I seem to have been doing quite a lot with canals recently. Last October I was privileged to attend the re-opening of the renovated Market Harborough Canal, accompanying a parade of boats (with brass band) from Foxton Locks. I have been following progress at Foxton, and the plan to reinstate the boat lift, for years. Then on June 26th I went along to the Braunston Marina Historic Narrowboat festival with my good friend Chris Heaton-Harris MP. It’s on his Daventry patch. And today, I went to Worksop for the Chesterfield Canal Festival. There I met, amongst others, Cllr. Robin Baldry, Chairman of Derbyshire County Council, and Cllr. Liz Yates from Bassetlaw, who is Chairman of the Chesterfield Canal partnership.
Why all the canal interest? First, because the organisers were kind enough to invite me. Second, because the East Midlands has a rich heritage of canal infrastructure, much of it being renovated. And third, because an interest in the region’s canals is not just nostalgia for industrial archæology. It’s also a very practical modern investment in tourist infrastructure. In the case of the Chesterfield Canal, currently being renovated mile by mile, the Canal Partnership Development Manager Geraint Coles reckons he can demonstrate that every pound invested in the project brings eight pounds into the region, in terms of visitors, investment and so on. That’s not a bad return. The Canal Partnership is well supported by a number of local councils on the route, plus British Waterways, English Heritage and a host of other organisations.
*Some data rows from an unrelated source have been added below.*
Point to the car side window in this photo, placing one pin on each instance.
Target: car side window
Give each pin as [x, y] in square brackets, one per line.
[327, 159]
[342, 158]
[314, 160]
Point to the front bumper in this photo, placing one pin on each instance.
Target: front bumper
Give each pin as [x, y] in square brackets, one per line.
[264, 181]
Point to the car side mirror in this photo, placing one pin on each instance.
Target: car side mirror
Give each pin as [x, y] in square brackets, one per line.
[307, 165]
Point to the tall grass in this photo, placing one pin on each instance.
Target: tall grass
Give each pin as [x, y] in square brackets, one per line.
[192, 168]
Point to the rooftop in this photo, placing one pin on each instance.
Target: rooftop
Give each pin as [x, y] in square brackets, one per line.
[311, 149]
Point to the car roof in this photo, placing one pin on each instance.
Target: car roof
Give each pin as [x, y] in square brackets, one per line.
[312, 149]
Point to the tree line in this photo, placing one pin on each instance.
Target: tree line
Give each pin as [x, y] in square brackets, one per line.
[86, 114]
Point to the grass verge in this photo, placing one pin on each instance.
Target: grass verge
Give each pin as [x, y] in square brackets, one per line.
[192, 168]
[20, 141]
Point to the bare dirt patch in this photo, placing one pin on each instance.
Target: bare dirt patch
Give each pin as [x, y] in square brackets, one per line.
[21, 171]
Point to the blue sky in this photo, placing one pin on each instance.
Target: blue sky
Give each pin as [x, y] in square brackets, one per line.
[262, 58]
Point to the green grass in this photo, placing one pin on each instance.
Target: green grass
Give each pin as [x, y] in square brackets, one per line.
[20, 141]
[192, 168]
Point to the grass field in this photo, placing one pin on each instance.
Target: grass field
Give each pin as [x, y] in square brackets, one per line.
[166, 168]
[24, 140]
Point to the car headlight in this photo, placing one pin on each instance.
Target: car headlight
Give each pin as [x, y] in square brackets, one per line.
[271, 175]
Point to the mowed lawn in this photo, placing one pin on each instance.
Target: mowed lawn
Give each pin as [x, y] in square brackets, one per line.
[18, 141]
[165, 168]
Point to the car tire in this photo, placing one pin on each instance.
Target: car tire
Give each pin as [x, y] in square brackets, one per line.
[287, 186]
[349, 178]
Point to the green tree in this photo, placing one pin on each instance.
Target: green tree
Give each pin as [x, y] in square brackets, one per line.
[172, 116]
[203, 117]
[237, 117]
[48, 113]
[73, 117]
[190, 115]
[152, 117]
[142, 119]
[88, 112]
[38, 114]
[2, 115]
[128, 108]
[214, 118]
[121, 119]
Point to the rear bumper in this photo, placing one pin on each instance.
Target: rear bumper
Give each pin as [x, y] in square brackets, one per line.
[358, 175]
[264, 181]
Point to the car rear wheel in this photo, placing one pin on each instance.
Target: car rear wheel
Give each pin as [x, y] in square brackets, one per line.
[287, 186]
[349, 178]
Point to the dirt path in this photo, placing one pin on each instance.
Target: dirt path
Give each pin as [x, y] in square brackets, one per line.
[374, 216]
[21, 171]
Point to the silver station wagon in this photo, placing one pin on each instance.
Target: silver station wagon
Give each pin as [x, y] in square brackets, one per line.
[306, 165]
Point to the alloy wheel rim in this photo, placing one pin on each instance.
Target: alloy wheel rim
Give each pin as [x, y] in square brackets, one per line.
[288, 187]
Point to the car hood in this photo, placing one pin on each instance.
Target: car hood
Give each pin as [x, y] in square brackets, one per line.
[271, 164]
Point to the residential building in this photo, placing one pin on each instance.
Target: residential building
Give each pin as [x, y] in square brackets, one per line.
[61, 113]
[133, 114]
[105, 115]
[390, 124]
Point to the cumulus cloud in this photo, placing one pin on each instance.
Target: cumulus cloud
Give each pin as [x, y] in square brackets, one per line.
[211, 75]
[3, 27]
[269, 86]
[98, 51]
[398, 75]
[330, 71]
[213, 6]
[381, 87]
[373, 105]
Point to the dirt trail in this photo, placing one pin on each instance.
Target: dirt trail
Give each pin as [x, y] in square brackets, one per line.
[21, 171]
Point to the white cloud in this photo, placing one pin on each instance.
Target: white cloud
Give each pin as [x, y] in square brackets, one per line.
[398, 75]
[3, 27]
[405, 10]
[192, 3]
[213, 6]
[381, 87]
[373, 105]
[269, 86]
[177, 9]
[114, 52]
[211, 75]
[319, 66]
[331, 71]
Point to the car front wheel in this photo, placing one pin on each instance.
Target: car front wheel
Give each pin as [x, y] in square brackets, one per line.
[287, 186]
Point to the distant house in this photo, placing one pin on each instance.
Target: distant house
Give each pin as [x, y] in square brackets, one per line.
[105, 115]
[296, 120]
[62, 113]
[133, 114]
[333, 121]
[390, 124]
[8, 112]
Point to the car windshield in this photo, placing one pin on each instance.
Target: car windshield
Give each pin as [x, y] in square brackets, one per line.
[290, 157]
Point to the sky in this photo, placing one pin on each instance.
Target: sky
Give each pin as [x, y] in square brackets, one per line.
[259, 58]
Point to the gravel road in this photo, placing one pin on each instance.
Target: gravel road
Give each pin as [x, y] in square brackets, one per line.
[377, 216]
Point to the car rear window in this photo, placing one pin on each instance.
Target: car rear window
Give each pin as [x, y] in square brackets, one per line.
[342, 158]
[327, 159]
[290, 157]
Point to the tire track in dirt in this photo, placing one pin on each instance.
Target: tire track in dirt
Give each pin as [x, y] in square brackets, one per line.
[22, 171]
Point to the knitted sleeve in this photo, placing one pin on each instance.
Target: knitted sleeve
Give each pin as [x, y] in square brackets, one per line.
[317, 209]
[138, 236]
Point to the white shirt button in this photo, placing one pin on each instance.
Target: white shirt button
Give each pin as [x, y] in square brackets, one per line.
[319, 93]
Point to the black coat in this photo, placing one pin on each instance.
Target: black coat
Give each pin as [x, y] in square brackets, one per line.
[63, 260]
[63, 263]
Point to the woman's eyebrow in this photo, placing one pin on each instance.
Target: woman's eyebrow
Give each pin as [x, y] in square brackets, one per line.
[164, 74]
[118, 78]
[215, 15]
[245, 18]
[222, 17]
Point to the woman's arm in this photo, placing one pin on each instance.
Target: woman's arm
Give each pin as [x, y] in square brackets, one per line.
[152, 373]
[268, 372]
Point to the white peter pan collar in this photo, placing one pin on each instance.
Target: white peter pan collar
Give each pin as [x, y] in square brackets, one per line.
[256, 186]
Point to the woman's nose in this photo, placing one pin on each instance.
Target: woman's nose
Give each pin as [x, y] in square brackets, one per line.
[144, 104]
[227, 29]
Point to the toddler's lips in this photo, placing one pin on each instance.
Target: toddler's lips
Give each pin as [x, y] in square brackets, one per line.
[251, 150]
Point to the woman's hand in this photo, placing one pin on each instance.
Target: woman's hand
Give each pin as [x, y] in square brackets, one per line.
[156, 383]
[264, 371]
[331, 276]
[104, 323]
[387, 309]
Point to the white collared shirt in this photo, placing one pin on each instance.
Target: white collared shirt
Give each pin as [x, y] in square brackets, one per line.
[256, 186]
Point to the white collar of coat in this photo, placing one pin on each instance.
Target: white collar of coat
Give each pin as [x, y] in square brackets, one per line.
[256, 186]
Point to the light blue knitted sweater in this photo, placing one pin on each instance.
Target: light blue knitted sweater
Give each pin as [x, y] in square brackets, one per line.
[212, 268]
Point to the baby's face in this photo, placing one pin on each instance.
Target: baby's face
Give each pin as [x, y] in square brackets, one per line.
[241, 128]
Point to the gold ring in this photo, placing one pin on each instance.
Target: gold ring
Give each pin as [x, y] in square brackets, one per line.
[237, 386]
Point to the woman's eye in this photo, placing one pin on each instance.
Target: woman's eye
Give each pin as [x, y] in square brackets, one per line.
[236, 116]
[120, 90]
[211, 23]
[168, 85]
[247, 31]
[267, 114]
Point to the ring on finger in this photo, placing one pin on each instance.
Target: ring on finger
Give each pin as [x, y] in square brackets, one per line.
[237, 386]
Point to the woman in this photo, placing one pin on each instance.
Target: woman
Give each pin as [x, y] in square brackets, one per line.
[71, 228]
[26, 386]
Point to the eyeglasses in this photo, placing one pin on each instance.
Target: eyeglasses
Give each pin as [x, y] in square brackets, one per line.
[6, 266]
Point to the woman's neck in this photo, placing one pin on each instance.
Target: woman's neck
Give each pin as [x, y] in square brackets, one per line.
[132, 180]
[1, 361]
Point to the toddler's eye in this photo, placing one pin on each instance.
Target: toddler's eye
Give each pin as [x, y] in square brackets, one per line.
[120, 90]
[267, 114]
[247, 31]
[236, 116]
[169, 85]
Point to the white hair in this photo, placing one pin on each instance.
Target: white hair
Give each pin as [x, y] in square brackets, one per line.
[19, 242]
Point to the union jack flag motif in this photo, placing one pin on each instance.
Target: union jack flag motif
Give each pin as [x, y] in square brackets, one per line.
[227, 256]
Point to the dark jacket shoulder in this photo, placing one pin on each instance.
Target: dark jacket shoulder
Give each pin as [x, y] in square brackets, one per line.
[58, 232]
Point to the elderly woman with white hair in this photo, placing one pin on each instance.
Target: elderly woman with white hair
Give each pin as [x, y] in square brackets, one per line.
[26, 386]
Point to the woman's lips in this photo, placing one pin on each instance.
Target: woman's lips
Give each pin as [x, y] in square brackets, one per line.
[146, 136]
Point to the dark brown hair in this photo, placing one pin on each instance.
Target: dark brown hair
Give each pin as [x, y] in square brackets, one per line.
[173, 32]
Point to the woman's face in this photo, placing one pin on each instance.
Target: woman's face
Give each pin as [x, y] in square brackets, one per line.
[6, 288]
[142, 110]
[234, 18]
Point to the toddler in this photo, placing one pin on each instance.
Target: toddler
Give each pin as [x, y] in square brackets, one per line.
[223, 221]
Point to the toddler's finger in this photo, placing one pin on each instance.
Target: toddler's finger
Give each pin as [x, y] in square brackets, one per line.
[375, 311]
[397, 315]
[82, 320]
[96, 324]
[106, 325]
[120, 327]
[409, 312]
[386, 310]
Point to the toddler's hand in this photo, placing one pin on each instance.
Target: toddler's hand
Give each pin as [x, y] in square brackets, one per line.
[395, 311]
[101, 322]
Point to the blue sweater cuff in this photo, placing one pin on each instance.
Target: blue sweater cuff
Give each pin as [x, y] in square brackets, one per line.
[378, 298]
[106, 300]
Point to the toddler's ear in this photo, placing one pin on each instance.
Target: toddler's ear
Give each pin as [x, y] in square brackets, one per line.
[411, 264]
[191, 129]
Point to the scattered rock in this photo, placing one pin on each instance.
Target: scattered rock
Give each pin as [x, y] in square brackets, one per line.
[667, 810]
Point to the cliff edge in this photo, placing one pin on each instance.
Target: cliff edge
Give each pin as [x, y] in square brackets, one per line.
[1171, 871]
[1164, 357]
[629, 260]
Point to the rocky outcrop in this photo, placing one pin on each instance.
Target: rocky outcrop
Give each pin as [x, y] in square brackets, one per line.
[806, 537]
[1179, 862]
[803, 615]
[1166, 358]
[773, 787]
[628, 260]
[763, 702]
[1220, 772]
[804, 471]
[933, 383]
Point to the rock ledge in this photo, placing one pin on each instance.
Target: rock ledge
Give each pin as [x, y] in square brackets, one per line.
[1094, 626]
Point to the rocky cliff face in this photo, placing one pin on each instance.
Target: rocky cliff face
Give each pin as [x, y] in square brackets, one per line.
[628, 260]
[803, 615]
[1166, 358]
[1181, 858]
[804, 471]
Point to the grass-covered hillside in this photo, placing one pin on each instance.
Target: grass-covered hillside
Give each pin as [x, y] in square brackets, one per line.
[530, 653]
The route actually crosses the northern border of the East Midlands into Yorkshire at one point, and the Mayor of Rotherham Mrs. Rose McNeely was at the event. I told her that in 1966 (a mere 44 years ago!) I was in Rotherham for six months, doing my Sales Training with Procter & Gamble. I recalled that I lived at #1 Alma Road – which, it turned out, was in the Mayor’s Ward!
At the Worksop Festival we visited the “Python” Narrowboat, http://www.canalcuttings.co.uk/chesterfield-canal-narrowboat-python-learning-boat.html. This is an “educational resource” (in the jargon), used to teach children about the story of our canals. I couldn’t resist asking if it was called “The Full Monty” for short. (Full Monty …. Monty Python …. !).
There was all the fun of the fair at the Festival, including a performance of “Tales from the Riverbank”, which explains the curious costumes in the picture above. Politicians are attracted to photo-ops like moths to a flame, so I couldn’t resist stopping for a picture.
The restoration of the Chesterfield Canal is an excellent project, and I wish it every success.